By Zhang Yi | China Daily | Updated: 2015-12-07 08:14

China's top anti-graft watchdog intends to intensify its inspections of government departments and state-owned organizations next year, according to an official with direct knowledge of the matter.

"The efforts are part of the inspections begun after the 18th National Congress of the Communist Party of China in 2012," said Luo Liping, a Central Commission of Disciplinary Inspection official charged with organizing inspections, in an interview on the commission's website.

The commission has already completed eight rounds of inspections of local governments and State-owned enterprises since the congress and by the end of this year will finish inspections of financial institutions, the website quoted him as saying in an article on Sunday.

He said that after the congress, more than 280 inspections were placed on the agenda to focus on local governments, financial institutions, central government departments, SOEs and state-owned organizations.

"Inspections in 149 locations were completed covering a wide range of local governments and State-owned enterprises," Luo said.

The remaining tasks would be completed next year, he said, before the 19th National Congress of the CPC convenes in 2017.

"The inspection of State-owned enterprises is an important component of the overall tasks, and it took inspectors two years to look into 55 State-owned enterprises," Luo said. He added that they had made 11,000 inquires to companies' staff members, responded to about 110,000 whistleblowing letters and investigated about 500 companies affiliated with the State-owned enterprise.

The inspection system is an efficient mechanism that imposes discipline in the Party and was set in the Party's rules and regulations. Inspection teams, set up in 2003 by the CCDI and the CPC Central Committee Organization Department, are authorized to listen to government work reports, consult files and records and receive petitions and letters from the public reporting corruption.
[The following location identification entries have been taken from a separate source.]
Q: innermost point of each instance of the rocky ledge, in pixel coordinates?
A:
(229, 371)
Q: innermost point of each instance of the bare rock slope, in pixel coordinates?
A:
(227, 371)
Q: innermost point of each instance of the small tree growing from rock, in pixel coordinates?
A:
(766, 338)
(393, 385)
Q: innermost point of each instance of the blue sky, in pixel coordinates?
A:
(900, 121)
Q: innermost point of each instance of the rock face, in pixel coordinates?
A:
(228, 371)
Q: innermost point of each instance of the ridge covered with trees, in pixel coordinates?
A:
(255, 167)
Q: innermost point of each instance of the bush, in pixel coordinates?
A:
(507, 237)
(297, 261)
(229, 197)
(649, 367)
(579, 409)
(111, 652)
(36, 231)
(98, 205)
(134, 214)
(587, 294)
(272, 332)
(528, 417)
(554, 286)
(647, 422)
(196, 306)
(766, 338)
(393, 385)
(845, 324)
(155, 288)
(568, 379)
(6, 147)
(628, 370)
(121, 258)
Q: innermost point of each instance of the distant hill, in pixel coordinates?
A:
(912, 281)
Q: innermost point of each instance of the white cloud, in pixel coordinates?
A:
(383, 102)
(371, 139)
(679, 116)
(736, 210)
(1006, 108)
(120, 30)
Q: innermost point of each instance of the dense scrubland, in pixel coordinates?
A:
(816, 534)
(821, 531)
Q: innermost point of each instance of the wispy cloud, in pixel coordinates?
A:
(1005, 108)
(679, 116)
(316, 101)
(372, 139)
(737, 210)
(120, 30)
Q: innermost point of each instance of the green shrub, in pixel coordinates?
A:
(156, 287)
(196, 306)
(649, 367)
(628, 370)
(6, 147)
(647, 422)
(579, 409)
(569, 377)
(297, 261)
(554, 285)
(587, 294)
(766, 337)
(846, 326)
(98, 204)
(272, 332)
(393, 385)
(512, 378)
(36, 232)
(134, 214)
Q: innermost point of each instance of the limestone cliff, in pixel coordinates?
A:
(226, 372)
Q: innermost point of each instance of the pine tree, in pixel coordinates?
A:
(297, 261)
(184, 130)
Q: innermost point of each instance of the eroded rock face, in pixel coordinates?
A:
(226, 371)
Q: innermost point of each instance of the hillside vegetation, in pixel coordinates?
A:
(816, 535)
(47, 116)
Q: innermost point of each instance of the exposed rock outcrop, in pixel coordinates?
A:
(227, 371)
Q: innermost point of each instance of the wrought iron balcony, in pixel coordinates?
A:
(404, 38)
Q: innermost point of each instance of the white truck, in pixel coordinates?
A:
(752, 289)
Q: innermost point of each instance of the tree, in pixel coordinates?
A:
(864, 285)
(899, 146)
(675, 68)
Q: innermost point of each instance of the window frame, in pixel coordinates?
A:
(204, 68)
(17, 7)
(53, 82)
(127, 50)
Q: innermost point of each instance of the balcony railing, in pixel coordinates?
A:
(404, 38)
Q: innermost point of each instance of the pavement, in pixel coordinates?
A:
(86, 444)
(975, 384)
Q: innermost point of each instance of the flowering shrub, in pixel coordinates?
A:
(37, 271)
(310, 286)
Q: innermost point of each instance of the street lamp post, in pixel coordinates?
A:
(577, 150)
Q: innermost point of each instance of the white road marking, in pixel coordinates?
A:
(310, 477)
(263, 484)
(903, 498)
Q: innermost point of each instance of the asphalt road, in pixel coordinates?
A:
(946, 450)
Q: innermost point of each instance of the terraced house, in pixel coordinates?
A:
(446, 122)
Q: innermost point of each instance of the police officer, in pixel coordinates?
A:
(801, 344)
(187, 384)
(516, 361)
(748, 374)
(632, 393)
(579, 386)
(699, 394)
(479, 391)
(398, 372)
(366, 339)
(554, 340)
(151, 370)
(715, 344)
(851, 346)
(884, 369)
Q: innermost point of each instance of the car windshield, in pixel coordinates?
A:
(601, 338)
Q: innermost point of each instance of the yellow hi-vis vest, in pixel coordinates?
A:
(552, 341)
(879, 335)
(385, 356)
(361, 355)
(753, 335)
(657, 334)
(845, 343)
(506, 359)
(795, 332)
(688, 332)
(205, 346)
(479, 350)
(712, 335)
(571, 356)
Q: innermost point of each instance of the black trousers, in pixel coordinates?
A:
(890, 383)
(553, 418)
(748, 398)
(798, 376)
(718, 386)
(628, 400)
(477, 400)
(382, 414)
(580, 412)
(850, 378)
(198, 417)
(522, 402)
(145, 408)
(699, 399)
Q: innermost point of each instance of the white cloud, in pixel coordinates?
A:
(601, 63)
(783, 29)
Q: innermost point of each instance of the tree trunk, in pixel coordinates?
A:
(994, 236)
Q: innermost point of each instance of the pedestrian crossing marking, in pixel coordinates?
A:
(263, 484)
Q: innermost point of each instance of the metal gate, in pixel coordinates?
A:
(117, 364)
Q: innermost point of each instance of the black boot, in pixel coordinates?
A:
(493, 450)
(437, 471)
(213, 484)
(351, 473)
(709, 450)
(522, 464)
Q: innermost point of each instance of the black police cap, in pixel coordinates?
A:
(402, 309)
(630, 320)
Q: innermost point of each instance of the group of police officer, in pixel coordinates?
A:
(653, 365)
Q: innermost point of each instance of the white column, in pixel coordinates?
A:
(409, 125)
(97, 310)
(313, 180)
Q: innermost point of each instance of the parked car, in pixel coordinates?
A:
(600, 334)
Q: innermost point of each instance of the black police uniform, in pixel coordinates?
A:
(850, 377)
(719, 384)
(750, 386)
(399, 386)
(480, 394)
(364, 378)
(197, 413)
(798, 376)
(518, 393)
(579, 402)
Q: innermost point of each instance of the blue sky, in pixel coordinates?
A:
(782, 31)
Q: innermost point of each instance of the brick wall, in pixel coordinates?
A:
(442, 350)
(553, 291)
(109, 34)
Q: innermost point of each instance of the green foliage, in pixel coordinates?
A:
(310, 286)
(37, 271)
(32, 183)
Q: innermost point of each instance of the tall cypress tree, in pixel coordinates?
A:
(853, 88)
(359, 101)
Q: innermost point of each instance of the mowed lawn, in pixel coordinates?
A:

The Party also established the inspection mechanism for internal supervision in the same year.

At the end of February, the commission began its first round of disciplinary inspections this year targeting on 26 SOEs, which led to about 20 top SOE managers being held on corruption charges.

A second round of inspections of 26 State-run entities - 17 of which are SOEs - started in June.

As of Oct 31, nearly 139,000 government officials and functionaries had been punished for violations of Party rules in the anti-graft campaign and call for austerity three years ago.